Document P1 is the item accompanied by the 205 documents the appellant wants removed from the file (see last paragraph of point VIII above). However, this letter concerns several cases pending before the Disciplinary Board, and the copy on the appeal proceedings file is only a photocopy unaccompanied by the 205 attachments. At this stage in the proceedings, and given that they do not serve to substantiate any of the charges made against the appellant, this Board sees no need to require that they be produced. It would also appear that documents P1 to P10 are all items of correspondence exchanged between the complainant and the disciplinary bodies, whilst documents P11 to P17 relate to the M... opposition dossier and were submitted by the complainant to refute accusations that he had stolen it.

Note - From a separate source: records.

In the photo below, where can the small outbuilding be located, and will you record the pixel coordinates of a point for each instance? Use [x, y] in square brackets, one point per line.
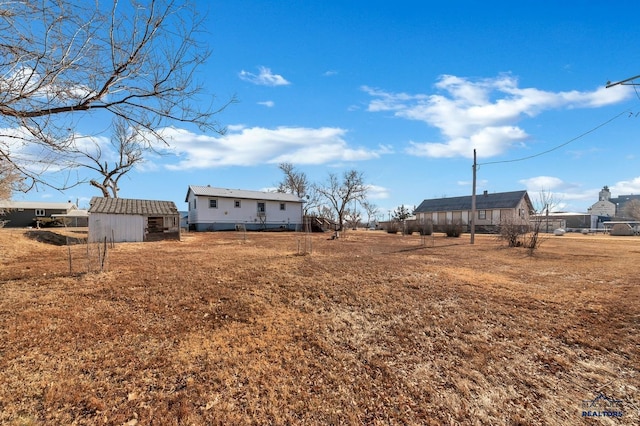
[131, 220]
[21, 214]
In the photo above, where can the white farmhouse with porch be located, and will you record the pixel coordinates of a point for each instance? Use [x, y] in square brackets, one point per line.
[221, 209]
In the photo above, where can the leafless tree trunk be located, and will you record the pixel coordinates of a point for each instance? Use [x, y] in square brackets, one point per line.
[632, 209]
[296, 182]
[67, 63]
[124, 152]
[339, 193]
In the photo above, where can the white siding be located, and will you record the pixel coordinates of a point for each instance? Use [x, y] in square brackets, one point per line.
[227, 213]
[116, 227]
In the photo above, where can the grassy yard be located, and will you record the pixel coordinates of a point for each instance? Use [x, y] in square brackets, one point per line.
[285, 328]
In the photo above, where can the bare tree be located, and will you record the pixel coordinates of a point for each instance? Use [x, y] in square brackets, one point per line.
[339, 193]
[125, 151]
[517, 233]
[294, 181]
[65, 63]
[352, 218]
[632, 209]
[371, 210]
[10, 180]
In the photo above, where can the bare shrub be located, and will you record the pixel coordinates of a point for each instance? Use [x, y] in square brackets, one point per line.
[454, 228]
[513, 232]
[426, 228]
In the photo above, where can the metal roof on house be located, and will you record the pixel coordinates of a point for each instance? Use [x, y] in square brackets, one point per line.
[208, 191]
[498, 200]
[8, 204]
[132, 207]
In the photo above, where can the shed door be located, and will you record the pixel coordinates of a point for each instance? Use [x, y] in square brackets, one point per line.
[155, 224]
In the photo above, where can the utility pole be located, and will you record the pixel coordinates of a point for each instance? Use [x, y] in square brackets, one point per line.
[473, 200]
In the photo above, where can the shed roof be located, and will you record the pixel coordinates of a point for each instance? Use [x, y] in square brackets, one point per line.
[127, 206]
[209, 191]
[498, 200]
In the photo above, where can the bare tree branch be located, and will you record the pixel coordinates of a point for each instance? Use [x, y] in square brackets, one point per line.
[63, 63]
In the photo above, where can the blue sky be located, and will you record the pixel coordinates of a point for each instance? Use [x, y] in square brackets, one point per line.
[404, 91]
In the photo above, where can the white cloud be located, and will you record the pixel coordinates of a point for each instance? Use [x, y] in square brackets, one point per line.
[375, 192]
[481, 114]
[264, 78]
[626, 187]
[258, 145]
[541, 183]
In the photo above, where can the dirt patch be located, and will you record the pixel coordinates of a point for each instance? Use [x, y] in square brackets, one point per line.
[232, 328]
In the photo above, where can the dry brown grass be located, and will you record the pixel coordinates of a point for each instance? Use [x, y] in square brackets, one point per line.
[370, 329]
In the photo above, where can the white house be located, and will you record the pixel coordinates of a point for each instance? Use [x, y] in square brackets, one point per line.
[220, 209]
[491, 209]
[603, 207]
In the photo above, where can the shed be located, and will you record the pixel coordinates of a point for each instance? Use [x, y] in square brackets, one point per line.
[131, 220]
[18, 214]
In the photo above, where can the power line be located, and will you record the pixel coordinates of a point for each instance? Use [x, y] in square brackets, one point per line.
[561, 145]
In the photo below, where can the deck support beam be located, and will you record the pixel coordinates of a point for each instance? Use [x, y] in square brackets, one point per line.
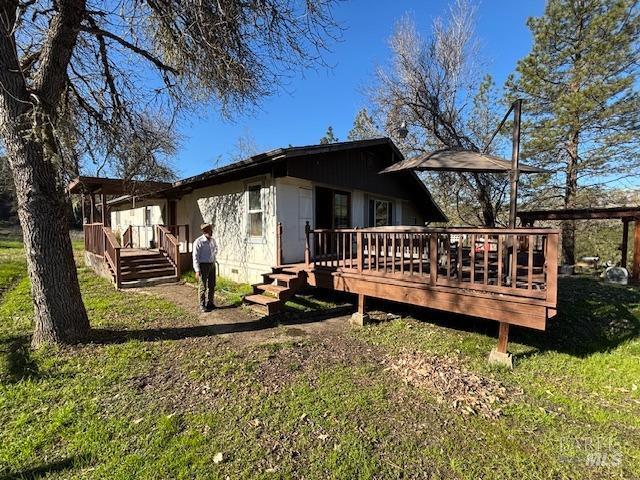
[625, 242]
[499, 355]
[636, 251]
[360, 318]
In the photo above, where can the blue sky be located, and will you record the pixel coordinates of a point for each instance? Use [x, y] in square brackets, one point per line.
[300, 113]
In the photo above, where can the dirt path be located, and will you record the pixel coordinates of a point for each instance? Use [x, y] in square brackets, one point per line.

Lastly, documents P1 and P9 are identical to P2 and P10. The request that all these papers be removed from the file is in any case - as already stated - based on a claim of breach of confidentiality.
5.2 In this connection, a closer look at the obligations of EPO professional representatives shows that the confidentiality requirements invoked by the appellant are derived from a principle enshrined essentially in Part I RDR. The purpose of the RDR, along with the Code of Conduct and the Regulation establishing the Institute, is to lay down all the obligations to which representatives are subject in their dealings under the EPC with the public, their clients, other patent agents, the EPO and the Institute. It is in this context too that the disciplinary bodies were set up, and their responsibilities and powers defined.
Thus, Article 18 RDR states that "Where proceedings against a professional representative are pending before a Disciplinary Body, the representative shall supply all necessary information and, on request, submit his files to the Body, except in so far as this would be in conflict with his obligation to professional secrecy". Article 2 RDR reads as follows: "A professional representative shall be bound not to disclose information accepted by him in confidence in the exercise of his duties, unless he is released from this obligation". It is clear from these two articles that the disciplinary bodies' investigatory powers are limited only by considerations of professional secrecy. In consequence, a representative called before a disciplinary body cannot simply cite the confidentiality of a file or of information it contains as a reason for refusing to comply with a request under Article 18 RDR.
Since both the Disciplinary Board and this Board are thus empowered to require that representatives produce confidential information in their possession, the appellant cannot validly argue that these bodies are obliged to exclude such information solely because it was produced by the complainant.
And as the documents are not covered by professional secrecy - which moreover the appellant has never claimed - this Board rejects as unfounded his requests that they be removed from the file as confidential.
6. This Board's arguments above have established that the documents herewith removed from the file were either unnecessary or superfluous to it. The request that the case be referred back to the Disciplinary Board is therefore refused.
ORDER
For these reasons it is decided that:
Annexes A, B, C, D and E to the letter of 25 May 1987, attachments 2 to 26 to the letter of 3 September 1987, and the documents or parts thereof discussing said attachments 2 to 26, are excluded from the proceedings.
The request for exclusion and return of documents other than those just mentioned is rejected.
The request that the case be referred back to the Disciplinary Board is likewise rejected.